I also love my private life, but I think I've got a great working
life too." He lives in a blancmange pink Tudor Hollywood Hills
hideaway called Casa de Clooney complete with pool, tennis and
basketball courts, various cars, a moving population of pals and
a half-deaf 80kg pig, Max. Clooney obtained custody of Max in
1989 when he broke up with his former girlfriend, Kelly Preston
(now Mrs John Travolta).
Clooney, who is divorced, married actress Talia
Balsam in 1989, and he is now with Celine Balidran, 25, a Parisian
who is studying to be a lawyer. He tells me he has no plans to
rush up the aisle again. "I've gotta focus on the things I'm willing
to focus on," he explains. "The other things I shouldn't do half-ass.

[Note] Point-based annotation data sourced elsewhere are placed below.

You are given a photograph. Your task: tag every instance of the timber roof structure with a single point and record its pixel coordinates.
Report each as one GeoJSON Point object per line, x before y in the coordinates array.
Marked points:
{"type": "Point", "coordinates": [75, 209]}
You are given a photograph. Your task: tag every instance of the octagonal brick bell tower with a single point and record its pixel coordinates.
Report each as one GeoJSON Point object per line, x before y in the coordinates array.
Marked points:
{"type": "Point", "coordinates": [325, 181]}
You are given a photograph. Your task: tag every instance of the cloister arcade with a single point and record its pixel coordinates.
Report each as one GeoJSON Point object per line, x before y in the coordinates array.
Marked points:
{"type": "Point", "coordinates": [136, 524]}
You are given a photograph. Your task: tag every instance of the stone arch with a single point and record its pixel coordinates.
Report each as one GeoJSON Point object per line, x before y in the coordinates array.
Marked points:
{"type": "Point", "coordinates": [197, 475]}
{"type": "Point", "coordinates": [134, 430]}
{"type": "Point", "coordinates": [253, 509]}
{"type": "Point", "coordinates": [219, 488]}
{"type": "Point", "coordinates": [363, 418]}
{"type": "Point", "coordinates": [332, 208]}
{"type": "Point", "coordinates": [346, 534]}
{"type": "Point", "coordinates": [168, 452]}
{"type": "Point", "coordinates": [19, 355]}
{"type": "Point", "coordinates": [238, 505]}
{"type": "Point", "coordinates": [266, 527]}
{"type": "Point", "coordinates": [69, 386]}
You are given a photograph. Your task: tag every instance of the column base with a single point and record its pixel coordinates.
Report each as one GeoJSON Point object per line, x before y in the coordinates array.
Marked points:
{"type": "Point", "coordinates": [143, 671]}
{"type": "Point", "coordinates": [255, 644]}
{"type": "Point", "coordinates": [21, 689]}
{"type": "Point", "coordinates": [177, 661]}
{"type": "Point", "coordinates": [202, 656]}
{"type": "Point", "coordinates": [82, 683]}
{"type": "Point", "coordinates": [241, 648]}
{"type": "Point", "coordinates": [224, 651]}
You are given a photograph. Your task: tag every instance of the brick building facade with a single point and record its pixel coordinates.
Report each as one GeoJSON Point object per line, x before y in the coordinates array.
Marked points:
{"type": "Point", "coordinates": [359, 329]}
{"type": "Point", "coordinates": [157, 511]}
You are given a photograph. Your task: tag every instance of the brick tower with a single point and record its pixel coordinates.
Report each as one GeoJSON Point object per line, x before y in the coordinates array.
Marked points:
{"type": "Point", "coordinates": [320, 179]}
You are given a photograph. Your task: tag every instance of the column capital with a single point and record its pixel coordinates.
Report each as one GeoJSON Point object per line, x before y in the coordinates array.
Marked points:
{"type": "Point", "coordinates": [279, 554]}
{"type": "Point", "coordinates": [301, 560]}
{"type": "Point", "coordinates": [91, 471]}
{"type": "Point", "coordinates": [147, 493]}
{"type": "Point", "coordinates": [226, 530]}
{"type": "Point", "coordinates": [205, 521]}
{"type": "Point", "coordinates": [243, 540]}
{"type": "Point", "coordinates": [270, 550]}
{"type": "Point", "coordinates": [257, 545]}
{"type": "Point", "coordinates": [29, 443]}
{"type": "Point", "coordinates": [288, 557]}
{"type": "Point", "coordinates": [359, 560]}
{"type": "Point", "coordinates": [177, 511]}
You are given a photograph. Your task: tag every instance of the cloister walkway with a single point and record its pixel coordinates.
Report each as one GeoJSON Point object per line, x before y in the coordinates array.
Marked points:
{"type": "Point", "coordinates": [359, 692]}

I shouldn't half-ass raise a kid. I've been working my whole life
to get to this point. For now the work has to come first."
Clooney's recent films include One Fine Day with
Michelle Pfeiffer, Peacemaker with Nicole Kidman and Out of Sight
with Jennifer Lopez. He has also voice-overed the gay dog, Sparkie,
in the animated TV series South Parks and will continue to do
so as long as the series runs.
" Why did I want to do a gay dog? The guys who
make South Parks are my friends. They brought a mike to my trailer
while I was shooting ER and they said "just bark'. So I barked
several different ways, woof, woof, woof, and I saw Noah Wyle
(ER's Dr Carter) walking by with a what-the-hell's-goin'-on look
on his face. I reckon that eventually my career will plummet.

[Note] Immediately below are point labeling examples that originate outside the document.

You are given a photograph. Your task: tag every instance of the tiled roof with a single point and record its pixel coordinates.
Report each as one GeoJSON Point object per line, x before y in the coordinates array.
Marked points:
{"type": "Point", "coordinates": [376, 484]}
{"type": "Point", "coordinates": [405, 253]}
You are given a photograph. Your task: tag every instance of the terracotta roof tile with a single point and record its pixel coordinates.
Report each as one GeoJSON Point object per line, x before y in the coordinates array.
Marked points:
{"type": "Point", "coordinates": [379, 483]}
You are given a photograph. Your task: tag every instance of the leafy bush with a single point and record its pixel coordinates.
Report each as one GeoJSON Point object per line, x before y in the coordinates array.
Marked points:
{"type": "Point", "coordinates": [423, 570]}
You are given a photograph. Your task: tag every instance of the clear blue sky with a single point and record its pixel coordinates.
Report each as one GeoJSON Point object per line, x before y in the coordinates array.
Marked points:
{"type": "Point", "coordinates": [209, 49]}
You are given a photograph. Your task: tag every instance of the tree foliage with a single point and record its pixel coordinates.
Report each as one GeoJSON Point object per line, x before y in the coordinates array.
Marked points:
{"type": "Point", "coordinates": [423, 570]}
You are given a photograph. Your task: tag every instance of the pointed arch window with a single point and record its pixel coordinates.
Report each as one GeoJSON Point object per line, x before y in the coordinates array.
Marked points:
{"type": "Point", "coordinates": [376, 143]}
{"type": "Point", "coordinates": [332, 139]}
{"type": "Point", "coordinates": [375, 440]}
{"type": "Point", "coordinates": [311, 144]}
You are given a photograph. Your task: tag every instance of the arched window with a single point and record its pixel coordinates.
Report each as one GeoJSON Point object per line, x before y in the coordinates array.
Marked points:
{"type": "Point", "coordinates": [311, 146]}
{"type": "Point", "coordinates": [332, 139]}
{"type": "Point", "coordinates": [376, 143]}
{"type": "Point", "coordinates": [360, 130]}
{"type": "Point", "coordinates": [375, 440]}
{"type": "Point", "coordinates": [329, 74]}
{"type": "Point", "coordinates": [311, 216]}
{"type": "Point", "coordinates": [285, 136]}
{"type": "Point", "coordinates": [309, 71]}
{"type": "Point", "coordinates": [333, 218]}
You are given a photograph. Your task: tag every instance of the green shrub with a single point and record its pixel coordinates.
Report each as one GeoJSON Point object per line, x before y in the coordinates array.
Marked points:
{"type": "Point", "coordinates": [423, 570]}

Performers in this industry are all like rock stars - they start
at barmitzvahs, become rock star legends, then it's back to barmitzvahs.
All careers do. I'm going to enjoy it while it's going well. I've
got good screen hair so I must make the most of it before it falls
out." I'd love to do European films, but I'd have to learn to
speak another language. I grew up in Kentucky and English was
a foreign language. I'm still working on that."
Fans can see Clooney in uniform again in the
satire Three Kings, in which Operation Desert Storm soldiers go
hunting for treasure they suspect has been looted from Kuwait.
After that is Leatherheads, about the beginnings of American football.
The Thin Red Line opens nationwide on Friday.